The UK government is taking several new initiatives to show that it is not paralyzed by the Gray's report or the pending police investigation. It has begun a two-week consultation period to scrap mandatory vaccines for frontline NHS workers. We note that Finland is also lowering its assessment of the COVID threat, including eliminating the virus pass and social restrictions. The Johnson government is also considering committing more soldiers and equipment to NATO.
The euro was firm near $1.1265. It met the (38.2%) retracement of the leg down from the peak on Jan. 14 just shy of $1.1485. The next retracement (50%) was around $1.1300, where a 1.55 bln euro option expires today. Support was seen in the $1.1220-$1.1240 area.
Sterling was pushing above $1.35 and approached its (38.2%) retracement objective slightly above $1.3505. The next (50%) retracement was near $1.3555, around the 20-day moving average. Sterling bottomed last week by $1.3560. The gains in the European morning stretched the intraday momentum indicator, suggesting North American dealers may have a difficult time extending the upticks much.,
America
It is almost as if the Fed orchestrated an effort to calm the rate hike expectations. Recall many have revised higher, some to seven hikes this year. The flattening of the yield curve may have also gotten some official attention. Bostic, Barkin, and Daly all seemed to be reading from the same general script.
The White House may have also gotten into the act with a press briefing yesterday that noted that in the week of the jobs survey, nine million workers had called in sick or were taking care of a sick family member. That said, we noted that the implied yield of the December Fed funds futures contract has risen for the last five sessions and was trading a little firmer now.
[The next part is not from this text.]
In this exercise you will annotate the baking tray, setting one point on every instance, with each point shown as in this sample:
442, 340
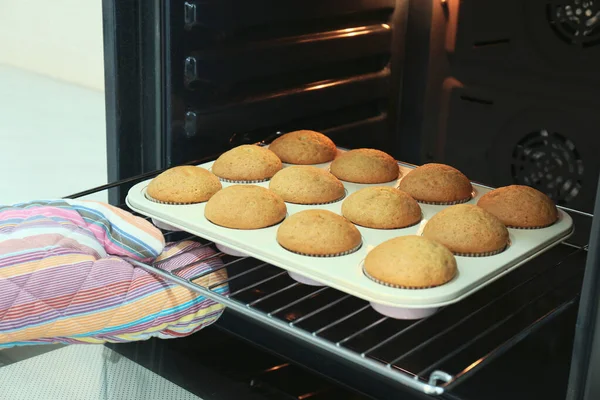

Outside of the JOLT report on job openings and December construction spending, today's US data is primarily from the private sector. Markit's final manufacturing PMI is expected to be little changed from the 55.0 flash reading, which was the lowest since before the 2020 election. The ISM manufacturing reading is expected to fall to around 57.5. It would also be the lowest since November 2020 and would be the third consecutive decline.
Prices paid are expected to have fallen for the third consecutive month. The median forecast in the Bloomberg survey looks for 67.0 after peaking last June at 92.1. Finally, are the US auto sales figures. A modest gain to almost 13 mln (seasonally adjusted annual rate) is expected. In January 2021, the pace was 16.6 mln.
Canada reports November GDP (Bloomberg median 0.4% for 3.6% year-over-year pace) and the Markit manufacturing PMI. The employment data at the end of the week is more important for the markets, but a Bank of Canada rate hike next month is baked in the cake.
Mexico reported its economy contracted in Q4 (by 0.1%) but it was the second consecutive quarterly decline in output. The swaps market still had 100 bp of tightening priced in over the next three months. Today, Mexico reports worker remittances (strong) and Markit's manufacturing PMI and IMEF activity indices.
Brazil sees the Markit PMI and January trade figures (a small deficit is expected). The central bank meets tomorrow and has pre-committed to a 150 bp hike. It was the most aggressive last year and was perceived to be near a peak, which appeared to have encouraged foreign flows into the bond and stock markets.
The US dollar is correcting lower against the Canadian dollar rallying 1.5% last week. It met the (38.2%) retracement objective near CAD1.2665 today and the next (50%) was near CAD1.2625. There was an option for about $570 mln tat CAD1.2705 that will be cut today. A move above CAD1.2720 could suggest the correction was over.
The greenback's pullback against the Mexican peso has been deeper. It was approaching the (61.8%) retracement objective near MXN20.52. The 20-day moving average was a little lower (~MXN20.5080). Resistance was pegged around MN20.65.